Nun, diese Gebetsriemen gab es schon zur Zeit Jesu. In Qumran hat man einige Originale aus der Zeit Jesu ausgegraben. Und Jesus selbst erwähnt die in Matthäus 23, Vers 5. Und er verurteilt nicht das Tragen – er sagt nicht: »Ach, schmeiß sie weg, sowieso nutzlos.« Er verurteilt ihre heuchlerische Hermeneutik. Sie meinen nämlich, wenn sie diese Gebetsriemen tragen, dann erfüllen sie Gottes Gebot. Und Jesus sagt: »Nein, ihr erfüllt auch mit den Gebetsriemen Gottes Gebot nicht.« Gottes Wort soll überall dich leiten. Das ist, was hier gemeint ist: Du sollst dir an die Hand binden, oder es soll über den Augen sein – Gottes Wort soll alles beurteilen, und alles soll an Gottes Wort beurteilt werden.

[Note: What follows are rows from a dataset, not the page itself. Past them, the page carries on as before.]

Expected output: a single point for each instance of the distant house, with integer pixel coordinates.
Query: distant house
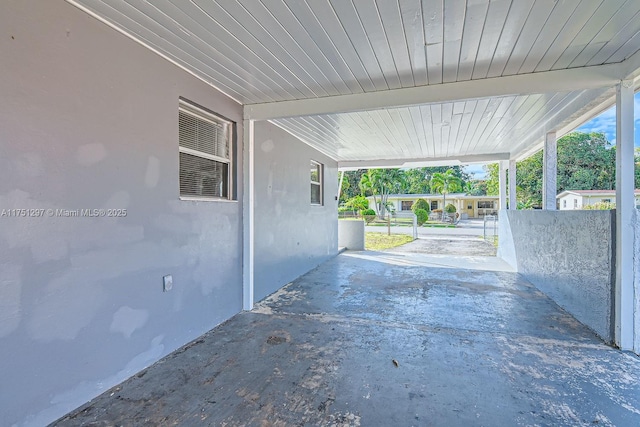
(578, 199)
(471, 206)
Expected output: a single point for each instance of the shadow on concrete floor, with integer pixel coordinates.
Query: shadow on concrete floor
(363, 340)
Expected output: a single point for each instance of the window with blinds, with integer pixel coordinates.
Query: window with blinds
(205, 155)
(316, 183)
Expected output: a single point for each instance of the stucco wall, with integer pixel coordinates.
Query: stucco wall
(291, 236)
(568, 256)
(88, 119)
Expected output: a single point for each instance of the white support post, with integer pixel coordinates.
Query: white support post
(513, 204)
(248, 166)
(549, 172)
(625, 206)
(502, 182)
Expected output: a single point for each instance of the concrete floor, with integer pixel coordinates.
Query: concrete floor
(387, 339)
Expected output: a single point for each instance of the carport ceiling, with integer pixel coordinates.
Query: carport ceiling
(399, 82)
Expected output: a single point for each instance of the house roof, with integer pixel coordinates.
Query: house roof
(384, 83)
(438, 196)
(593, 193)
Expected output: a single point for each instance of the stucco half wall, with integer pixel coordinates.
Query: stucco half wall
(568, 255)
(292, 236)
(89, 119)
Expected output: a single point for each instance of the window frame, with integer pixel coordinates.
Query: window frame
(201, 113)
(319, 183)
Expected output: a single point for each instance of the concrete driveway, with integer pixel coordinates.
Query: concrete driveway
(386, 339)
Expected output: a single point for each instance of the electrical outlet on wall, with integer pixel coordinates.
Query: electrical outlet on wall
(167, 283)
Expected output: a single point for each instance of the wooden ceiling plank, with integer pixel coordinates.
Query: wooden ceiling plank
(491, 33)
(413, 25)
(434, 38)
(549, 33)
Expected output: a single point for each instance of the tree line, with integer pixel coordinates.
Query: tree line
(586, 161)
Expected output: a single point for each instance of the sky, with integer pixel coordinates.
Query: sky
(605, 123)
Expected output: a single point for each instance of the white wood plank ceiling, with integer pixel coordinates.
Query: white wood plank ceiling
(393, 81)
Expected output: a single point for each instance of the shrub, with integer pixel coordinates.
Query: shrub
(422, 216)
(420, 204)
(368, 215)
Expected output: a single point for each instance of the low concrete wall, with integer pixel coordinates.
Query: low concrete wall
(351, 234)
(568, 255)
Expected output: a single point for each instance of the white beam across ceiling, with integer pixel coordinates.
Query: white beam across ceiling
(568, 80)
(423, 162)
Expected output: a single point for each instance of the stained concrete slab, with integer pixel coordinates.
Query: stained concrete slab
(449, 245)
(362, 341)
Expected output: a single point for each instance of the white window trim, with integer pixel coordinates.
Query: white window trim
(319, 183)
(189, 108)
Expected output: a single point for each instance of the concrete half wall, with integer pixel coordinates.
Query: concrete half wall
(291, 235)
(568, 255)
(89, 120)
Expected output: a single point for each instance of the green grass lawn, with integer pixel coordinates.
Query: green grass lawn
(380, 241)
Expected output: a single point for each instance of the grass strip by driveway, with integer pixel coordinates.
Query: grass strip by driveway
(380, 241)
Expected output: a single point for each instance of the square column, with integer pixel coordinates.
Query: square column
(502, 182)
(513, 204)
(625, 209)
(549, 172)
(248, 202)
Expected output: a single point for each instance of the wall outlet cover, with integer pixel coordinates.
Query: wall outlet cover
(167, 283)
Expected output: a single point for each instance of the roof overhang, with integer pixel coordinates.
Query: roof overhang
(399, 84)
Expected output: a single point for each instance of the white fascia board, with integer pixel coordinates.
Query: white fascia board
(421, 162)
(522, 84)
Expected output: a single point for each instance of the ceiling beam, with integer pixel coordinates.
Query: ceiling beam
(421, 162)
(522, 84)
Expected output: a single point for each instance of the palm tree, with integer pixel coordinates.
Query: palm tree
(445, 183)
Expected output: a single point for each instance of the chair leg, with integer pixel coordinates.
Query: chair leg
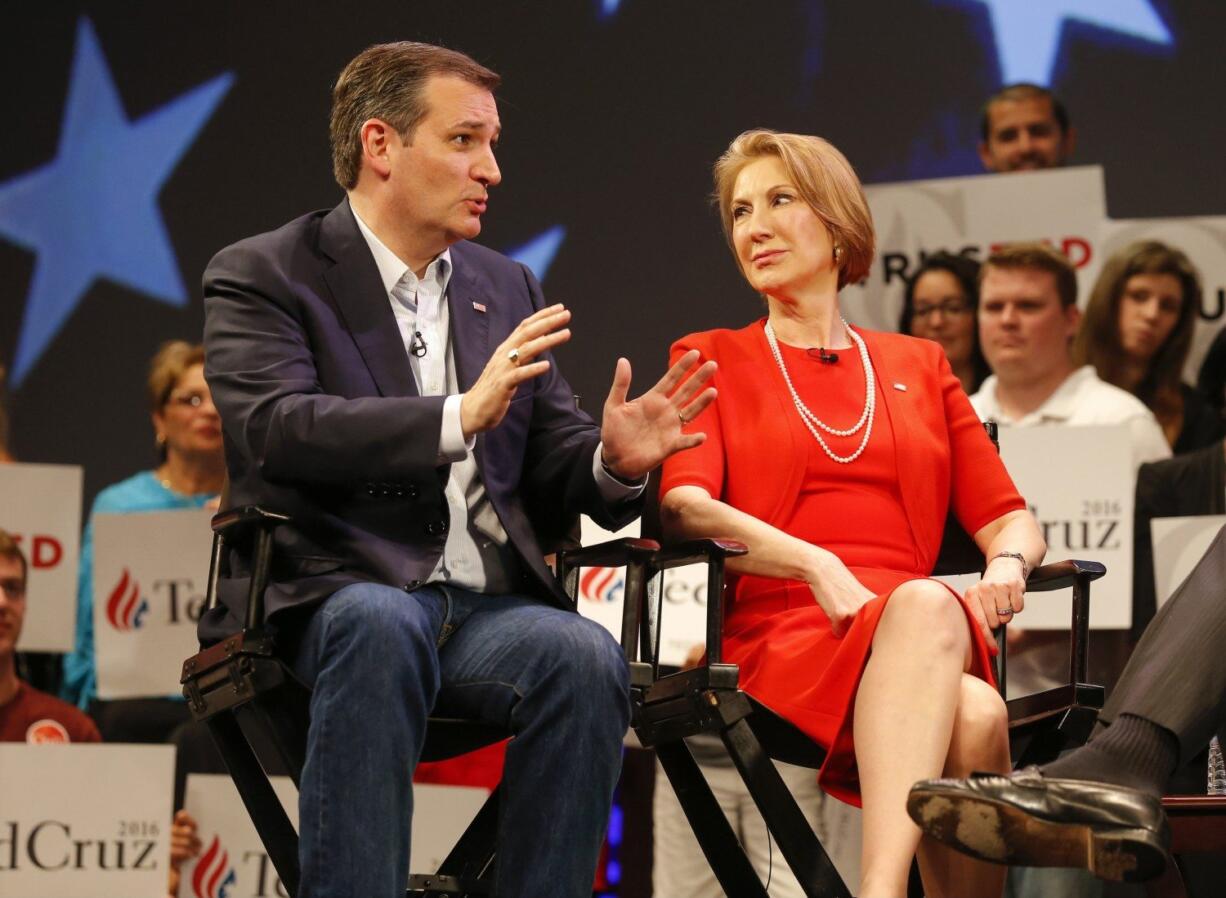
(715, 837)
(473, 855)
(786, 822)
(1170, 883)
(276, 832)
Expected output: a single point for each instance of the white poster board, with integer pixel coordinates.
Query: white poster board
(232, 858)
(41, 508)
(601, 595)
(85, 821)
(150, 574)
(1204, 242)
(971, 215)
(1079, 482)
(1178, 545)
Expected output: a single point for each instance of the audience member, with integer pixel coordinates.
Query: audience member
(1100, 806)
(1025, 126)
(940, 303)
(1028, 320)
(1137, 334)
(26, 714)
(189, 475)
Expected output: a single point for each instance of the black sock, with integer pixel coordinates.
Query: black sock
(1132, 752)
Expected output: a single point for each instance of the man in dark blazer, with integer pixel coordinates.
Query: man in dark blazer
(390, 387)
(1100, 806)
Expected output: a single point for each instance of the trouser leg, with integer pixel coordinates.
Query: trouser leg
(1176, 676)
(559, 682)
(369, 654)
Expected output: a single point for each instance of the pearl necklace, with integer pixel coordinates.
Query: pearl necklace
(809, 418)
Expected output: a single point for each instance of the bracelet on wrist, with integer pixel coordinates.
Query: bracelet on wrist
(1020, 557)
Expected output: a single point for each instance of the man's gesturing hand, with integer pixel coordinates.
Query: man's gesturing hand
(641, 433)
(484, 405)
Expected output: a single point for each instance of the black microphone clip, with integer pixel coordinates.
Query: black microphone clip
(417, 345)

Das war Melanchtons Ziel: nicht nur lesen und schreiben beizubringen, sondern um in allen Bereichen das tun zu können, was Gott gefällt. Lieben und Lesen. Lehren und Leben.

Das kostbarste Erbe

Das kostbarste Erbe für unsere Gesellschaft, für unsere Generation und für die nächste Generation ist nicht ein schweres Testament. Es ist nicht Ländereien und hohe Summen. Noch nicht mal zwingend lesen und schreiben zu können. Es ist auch nicht gute Werte oder eine gute Schulbildung oder selbstständiges Denken. Sondern: Lieben und Lesen, Lehren und Leben.

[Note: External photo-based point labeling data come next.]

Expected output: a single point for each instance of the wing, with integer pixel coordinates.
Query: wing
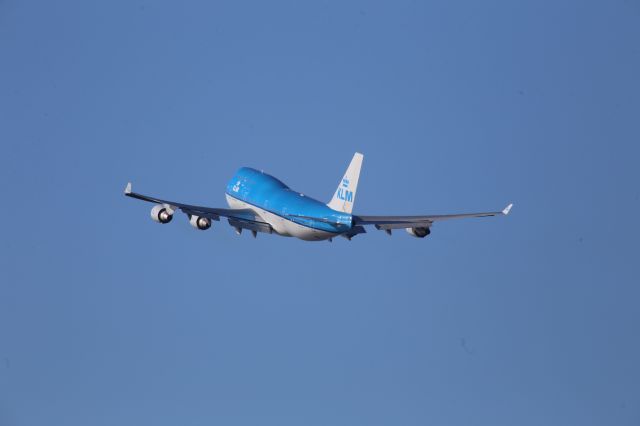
(239, 218)
(396, 222)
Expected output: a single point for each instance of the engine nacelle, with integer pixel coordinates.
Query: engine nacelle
(420, 232)
(160, 214)
(201, 223)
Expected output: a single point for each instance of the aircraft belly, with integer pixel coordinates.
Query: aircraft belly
(280, 225)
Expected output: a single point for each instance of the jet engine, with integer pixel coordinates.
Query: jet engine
(420, 232)
(160, 214)
(201, 223)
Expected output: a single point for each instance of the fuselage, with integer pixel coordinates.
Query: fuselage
(290, 213)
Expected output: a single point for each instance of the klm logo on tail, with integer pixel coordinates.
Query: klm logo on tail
(344, 194)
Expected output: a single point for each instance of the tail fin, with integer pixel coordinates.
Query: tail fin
(345, 195)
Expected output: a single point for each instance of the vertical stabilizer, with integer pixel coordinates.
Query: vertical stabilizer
(345, 195)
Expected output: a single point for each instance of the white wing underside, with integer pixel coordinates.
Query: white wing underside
(398, 222)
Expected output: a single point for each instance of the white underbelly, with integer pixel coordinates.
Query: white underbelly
(282, 226)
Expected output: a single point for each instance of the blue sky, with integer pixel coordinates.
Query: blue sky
(108, 318)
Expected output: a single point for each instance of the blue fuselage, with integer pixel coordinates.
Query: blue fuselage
(269, 196)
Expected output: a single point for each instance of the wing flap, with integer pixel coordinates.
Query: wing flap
(208, 212)
(396, 222)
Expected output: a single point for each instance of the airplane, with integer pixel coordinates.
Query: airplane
(259, 202)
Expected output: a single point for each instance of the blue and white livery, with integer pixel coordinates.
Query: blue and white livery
(259, 202)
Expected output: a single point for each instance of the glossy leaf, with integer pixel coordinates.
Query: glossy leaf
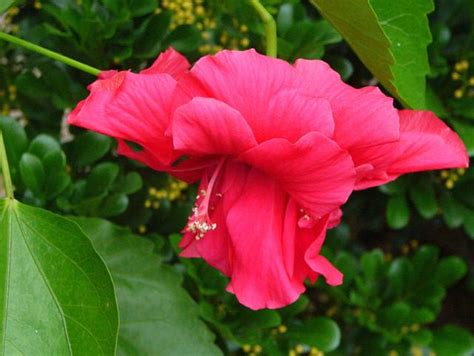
(32, 172)
(56, 294)
(5, 4)
(423, 196)
(453, 340)
(89, 148)
(320, 332)
(157, 316)
(390, 38)
(398, 212)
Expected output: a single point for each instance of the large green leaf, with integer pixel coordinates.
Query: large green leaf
(5, 4)
(390, 38)
(56, 295)
(157, 316)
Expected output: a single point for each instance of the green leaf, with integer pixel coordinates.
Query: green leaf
(424, 199)
(32, 173)
(452, 211)
(114, 205)
(56, 295)
(101, 179)
(308, 39)
(5, 4)
(89, 147)
(390, 38)
(184, 38)
(43, 145)
(129, 184)
(320, 332)
(16, 142)
(398, 212)
(450, 270)
(157, 316)
(466, 132)
(452, 340)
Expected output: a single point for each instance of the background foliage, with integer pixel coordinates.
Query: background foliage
(409, 272)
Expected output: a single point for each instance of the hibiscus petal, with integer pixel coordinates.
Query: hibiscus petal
(207, 126)
(215, 247)
(363, 117)
(245, 80)
(293, 115)
(315, 171)
(425, 143)
(170, 62)
(130, 107)
(318, 263)
(255, 223)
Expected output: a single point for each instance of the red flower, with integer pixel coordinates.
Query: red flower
(277, 149)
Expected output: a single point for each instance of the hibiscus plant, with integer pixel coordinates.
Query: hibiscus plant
(213, 189)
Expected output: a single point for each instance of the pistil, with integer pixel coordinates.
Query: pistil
(199, 222)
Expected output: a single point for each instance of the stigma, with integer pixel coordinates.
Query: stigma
(199, 223)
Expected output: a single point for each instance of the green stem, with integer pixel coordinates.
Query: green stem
(48, 53)
(270, 27)
(7, 180)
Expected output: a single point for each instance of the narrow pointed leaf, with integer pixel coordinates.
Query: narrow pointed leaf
(56, 295)
(390, 38)
(157, 316)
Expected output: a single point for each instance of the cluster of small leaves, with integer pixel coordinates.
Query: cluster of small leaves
(390, 303)
(385, 306)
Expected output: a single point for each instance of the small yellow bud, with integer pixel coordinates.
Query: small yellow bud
(244, 42)
(455, 76)
(405, 249)
(416, 351)
(13, 11)
(459, 93)
(200, 11)
(257, 349)
(449, 184)
(299, 349)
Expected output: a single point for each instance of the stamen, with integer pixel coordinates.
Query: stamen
(199, 222)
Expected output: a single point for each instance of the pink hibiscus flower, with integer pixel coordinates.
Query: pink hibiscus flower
(277, 148)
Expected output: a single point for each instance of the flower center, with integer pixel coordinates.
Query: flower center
(199, 223)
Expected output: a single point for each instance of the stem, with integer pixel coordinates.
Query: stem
(7, 180)
(48, 53)
(270, 27)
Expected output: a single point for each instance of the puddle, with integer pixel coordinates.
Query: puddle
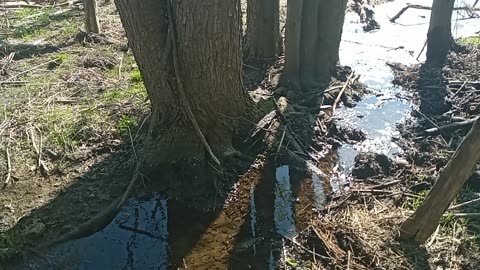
(377, 114)
(247, 233)
(136, 239)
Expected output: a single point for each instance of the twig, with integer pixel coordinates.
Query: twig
(459, 89)
(453, 207)
(434, 236)
(463, 214)
(281, 143)
(120, 67)
(307, 250)
(9, 168)
(450, 127)
(131, 142)
(341, 92)
(183, 96)
(348, 260)
(28, 70)
(421, 51)
(433, 123)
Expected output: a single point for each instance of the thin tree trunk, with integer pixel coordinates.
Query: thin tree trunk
(293, 30)
(92, 25)
(309, 46)
(263, 29)
(330, 20)
(461, 166)
(439, 32)
(209, 62)
(313, 35)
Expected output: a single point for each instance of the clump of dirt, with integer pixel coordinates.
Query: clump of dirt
(346, 134)
(369, 164)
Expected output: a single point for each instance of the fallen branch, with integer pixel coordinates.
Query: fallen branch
(450, 127)
(28, 70)
(341, 92)
(453, 207)
(394, 18)
(8, 178)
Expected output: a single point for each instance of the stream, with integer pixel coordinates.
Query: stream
(249, 232)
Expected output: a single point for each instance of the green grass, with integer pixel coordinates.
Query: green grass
(59, 127)
(473, 41)
(136, 77)
(118, 95)
(125, 124)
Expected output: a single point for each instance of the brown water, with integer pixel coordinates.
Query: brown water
(268, 205)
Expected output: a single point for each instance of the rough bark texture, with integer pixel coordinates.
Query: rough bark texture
(92, 25)
(461, 166)
(293, 30)
(209, 59)
(439, 32)
(313, 35)
(263, 29)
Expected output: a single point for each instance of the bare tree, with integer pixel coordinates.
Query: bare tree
(313, 35)
(461, 166)
(439, 35)
(262, 39)
(189, 56)
(92, 25)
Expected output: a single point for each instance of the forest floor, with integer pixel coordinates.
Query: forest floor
(359, 228)
(72, 107)
(72, 116)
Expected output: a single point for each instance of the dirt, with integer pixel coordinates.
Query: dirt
(77, 107)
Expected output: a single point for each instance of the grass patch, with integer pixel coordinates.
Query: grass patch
(126, 123)
(136, 77)
(119, 95)
(59, 127)
(473, 41)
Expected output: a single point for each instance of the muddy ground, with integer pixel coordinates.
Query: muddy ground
(361, 228)
(82, 97)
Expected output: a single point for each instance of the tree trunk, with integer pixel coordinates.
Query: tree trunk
(439, 32)
(313, 35)
(293, 29)
(263, 29)
(92, 25)
(461, 166)
(209, 69)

Das kostbarste Erbe, das du deinen Kindern mitgeben kannst, ist, dass du den Herrn liebst – mit deinem ganzen Herzen, mit deiner ganzen Seele und mit aller Kraft. Dass du sein Wort liebst, dass du es aus Liebe befolgst und nicht aus Pflichtgefühl. Und dass du die nächste Generation anleitest, dasselbe zu tun.

Nun, wenn die nächste Generation den Herrn liebt mit ihrem ganzen Herzen, ihrer ganzen Seele und aller Kraft, dann ist es das Wertvollste. Es ist wertvoller als drei Groschen, die sie im Testament von dir erben werden – unabhängig, wie arm oder reich sie sein werden, unabhängig, wie gebildet oder nicht gebildet sie sein werden, unabhängig, wo sie auf dem Planeten sein werden, unabhängig, welchen Beruf sie haben, ob sie verheiratet sind oder nicht verheiratet sind. Ihnen werden die kostbaren Segnungen Gottes zuteil. Warum? Weil wir wissen: Denen, die Gott lieben – das ist, was wir beibringen wollen –, allen Dingen, egal was es ist, zum Besten mitwirken. Wenn der Herr segnet, ist alles andere zweitrangig.

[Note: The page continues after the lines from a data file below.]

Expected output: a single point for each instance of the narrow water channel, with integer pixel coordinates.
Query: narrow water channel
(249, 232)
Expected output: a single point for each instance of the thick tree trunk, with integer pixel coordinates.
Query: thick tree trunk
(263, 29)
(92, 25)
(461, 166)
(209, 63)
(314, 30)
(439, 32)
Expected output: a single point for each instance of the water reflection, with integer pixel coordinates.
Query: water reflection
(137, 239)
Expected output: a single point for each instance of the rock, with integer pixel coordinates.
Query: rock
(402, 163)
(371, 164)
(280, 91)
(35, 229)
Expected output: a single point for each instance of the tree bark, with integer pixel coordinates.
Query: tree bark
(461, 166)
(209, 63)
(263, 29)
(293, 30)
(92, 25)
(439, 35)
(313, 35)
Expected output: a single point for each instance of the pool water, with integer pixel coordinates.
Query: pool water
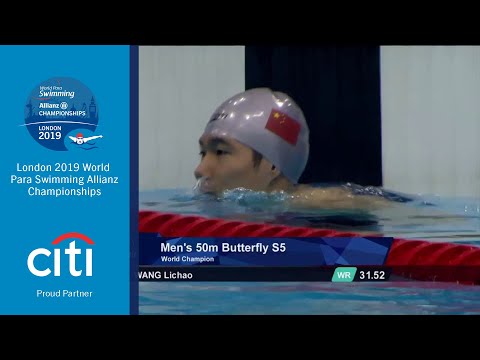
(431, 218)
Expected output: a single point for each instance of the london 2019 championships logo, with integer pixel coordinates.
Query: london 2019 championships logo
(61, 114)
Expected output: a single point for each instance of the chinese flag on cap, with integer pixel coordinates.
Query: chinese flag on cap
(284, 126)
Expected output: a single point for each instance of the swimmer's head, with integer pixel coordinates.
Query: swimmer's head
(270, 123)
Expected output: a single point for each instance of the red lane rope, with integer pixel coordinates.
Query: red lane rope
(414, 259)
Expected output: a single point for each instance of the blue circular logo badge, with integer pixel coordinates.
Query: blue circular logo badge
(61, 114)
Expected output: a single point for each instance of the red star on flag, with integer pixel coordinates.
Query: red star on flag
(284, 126)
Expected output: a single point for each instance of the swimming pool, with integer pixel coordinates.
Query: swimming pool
(432, 218)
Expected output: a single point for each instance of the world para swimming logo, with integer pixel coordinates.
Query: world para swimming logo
(61, 114)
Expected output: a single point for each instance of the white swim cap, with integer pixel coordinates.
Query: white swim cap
(269, 122)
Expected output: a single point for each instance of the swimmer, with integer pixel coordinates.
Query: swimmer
(259, 140)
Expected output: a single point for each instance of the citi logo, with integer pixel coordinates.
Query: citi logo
(70, 256)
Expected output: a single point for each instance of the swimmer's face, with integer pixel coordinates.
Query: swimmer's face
(228, 164)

Lass uns aufstehen und zum Schluss beten.

Herr Jesus Christus, wir danken dir so sehr für diese Worte im Alten Testament, das Schma Israel – »Höre Israel, der Herr ist unser Gott«. Ja, du selbst hast diese Worte gelesen, du hast sie zitiert, ja, du selbst hast sie inspiriert und sie gegeben, um immer wieder daran erinnert zu werden. Herr, es geht nicht darum, formell dir zu gehorchen mit einem widerwilligen Herzen, sondern du willst, dass wir dich lieben – mit unserem ganzen Herzen, unserer ganzen Seele und all unserer Kraft. Und so oft versagen wir darin, und wir haben es notwendig, Buße zu tun darüber. Aber danke, dass wir bei dir Vergebung finden, dass bei dir vollkommene Liebe da ist, dass wir lieben können, weil du uns zuerst geliebt hast. Herr, wir haben so viel Grund, dich zu lieben, und wir wollen dich ehren und dich anbeten. Herr, mögen diese Worte, die wahrscheinlich fast jeder Israelit jeden Tag betet, auch tief in unser Herz dringen und zu unserer Grundhaltung werden – dich zu lieben, dein Wort zu lieben und diese Liebe an die nächste Generation weiterzugeben. Wir beten dich an. Amen.